A capital Ulan Bator, porta de entrada para o Deserto de Gobi, tem atrações imperdíveis como o Mosteiro de Gadantegchinlen, o Templo de Choijin Lama, o Palácio de Inverno de Bogd Khan e o Museu de História Natural. De lá, siga para as montanhas Altai, ou Montanha Dourada, em mongol. Na região é possível visitar lagos glaciares, picos nevados, florestas e vales semi-áridos.

 

» Visite a Mongólia

Idioma oficial: mongol

Moeda: Togrog

Visto: é necessário

Melhor época para visitar: entre julho e setembro;

Como chegar: não há voos direto do Brasil. É possível fazer conexão na China ou na Rússia

 

Caminhada em busca do Nirvana

Ben Cameron/Flickr

A menor das quatro ilhas principais do Japão, Shikoku é envolta pela espiritualidade budista. A ilha é famosa por sua peregrinação, a Ohenro, pelos 88 templos da região. Apesar da experiência espiritual ser uma das maiores atrações, ela não restringe o roteiro apenas aos budistas. A caminhada de mais de mil quilômetros também rende uma visita a pequenas cidades.
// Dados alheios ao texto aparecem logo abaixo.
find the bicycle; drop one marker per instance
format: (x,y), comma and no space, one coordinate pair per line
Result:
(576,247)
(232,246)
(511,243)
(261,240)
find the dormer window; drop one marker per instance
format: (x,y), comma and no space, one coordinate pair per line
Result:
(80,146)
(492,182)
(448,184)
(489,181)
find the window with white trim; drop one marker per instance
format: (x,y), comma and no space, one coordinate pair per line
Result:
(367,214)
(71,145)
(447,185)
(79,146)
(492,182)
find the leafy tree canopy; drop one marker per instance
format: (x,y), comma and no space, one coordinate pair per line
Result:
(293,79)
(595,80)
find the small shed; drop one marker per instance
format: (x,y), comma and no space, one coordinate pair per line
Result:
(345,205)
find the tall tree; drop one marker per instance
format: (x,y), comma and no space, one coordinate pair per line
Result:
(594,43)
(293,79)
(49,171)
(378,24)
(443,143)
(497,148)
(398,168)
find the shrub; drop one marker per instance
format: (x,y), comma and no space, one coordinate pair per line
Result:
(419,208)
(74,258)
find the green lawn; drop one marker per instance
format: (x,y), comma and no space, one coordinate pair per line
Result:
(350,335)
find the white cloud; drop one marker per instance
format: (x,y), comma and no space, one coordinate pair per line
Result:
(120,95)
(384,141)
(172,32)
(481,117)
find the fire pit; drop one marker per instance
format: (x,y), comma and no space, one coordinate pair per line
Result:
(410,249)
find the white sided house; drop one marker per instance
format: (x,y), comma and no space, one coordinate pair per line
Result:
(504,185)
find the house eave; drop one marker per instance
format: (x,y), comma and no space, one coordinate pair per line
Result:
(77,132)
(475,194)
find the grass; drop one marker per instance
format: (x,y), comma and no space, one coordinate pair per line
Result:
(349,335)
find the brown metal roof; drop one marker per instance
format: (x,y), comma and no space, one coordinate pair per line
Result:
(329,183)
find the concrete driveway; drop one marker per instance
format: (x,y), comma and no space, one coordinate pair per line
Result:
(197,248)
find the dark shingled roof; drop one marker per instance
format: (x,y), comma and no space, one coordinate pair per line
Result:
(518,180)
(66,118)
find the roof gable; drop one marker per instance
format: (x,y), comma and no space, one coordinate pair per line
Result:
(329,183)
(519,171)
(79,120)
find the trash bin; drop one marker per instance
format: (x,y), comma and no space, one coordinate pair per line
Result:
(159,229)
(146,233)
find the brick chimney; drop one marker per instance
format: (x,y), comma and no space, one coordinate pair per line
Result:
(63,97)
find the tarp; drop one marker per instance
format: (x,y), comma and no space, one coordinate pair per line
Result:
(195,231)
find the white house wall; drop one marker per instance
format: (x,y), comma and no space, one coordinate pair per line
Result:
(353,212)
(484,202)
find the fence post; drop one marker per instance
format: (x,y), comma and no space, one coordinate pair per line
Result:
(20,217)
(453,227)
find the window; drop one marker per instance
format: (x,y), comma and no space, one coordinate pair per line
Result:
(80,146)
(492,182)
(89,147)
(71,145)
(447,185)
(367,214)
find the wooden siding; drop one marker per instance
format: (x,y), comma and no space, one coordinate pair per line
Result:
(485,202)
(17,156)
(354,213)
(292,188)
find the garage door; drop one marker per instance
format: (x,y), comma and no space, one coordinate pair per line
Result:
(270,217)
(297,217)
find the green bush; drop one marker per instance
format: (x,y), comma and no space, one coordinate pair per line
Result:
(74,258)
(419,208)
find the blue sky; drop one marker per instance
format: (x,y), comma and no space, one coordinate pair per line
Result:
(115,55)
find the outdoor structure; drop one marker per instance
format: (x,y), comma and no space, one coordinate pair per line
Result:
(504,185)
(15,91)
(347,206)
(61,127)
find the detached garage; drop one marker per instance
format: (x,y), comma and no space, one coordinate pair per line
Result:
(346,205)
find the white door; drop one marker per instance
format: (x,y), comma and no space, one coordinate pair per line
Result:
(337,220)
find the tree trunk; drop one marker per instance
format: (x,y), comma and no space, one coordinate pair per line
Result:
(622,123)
As belezas naturais da região também fazem o passeio valer a pena.

 

Pioneiro

Acredita-se que a caminhada de 1.200 km foi feita pela primeira vez pelo monge Kobo Daishi, ou Kukai, durante o seu treinamento.

 

Dividida em quatro províncias — Ehime, Kagawa, Kochi e Tokushima —, Shikoku tem outras atrações. O Parque Ritsurin, criado em 1625 pelo clã Matsudaira, é uma delas. O Castelo de Matsuyama é um dos mais preservados do Japão, o que o torna parada obrigatória. Em Kochi, além de passeios como mergulho e observação de baleias, também é possível fazer uma visita a um castelo.

 

» Em Shikoku

Idioma oficial: japonês

Moeda: Iene

Visto: é necessário. O documento pode ser solicitado diretamente com a Embaixada do Japão

Melhor época para visitar: o clima é mais agradável entre março e maio e setembro e novembro

Como chegar: não há voos direto do Brasil. É possível fazer escala na China, Coreia do Sul ou no Japão.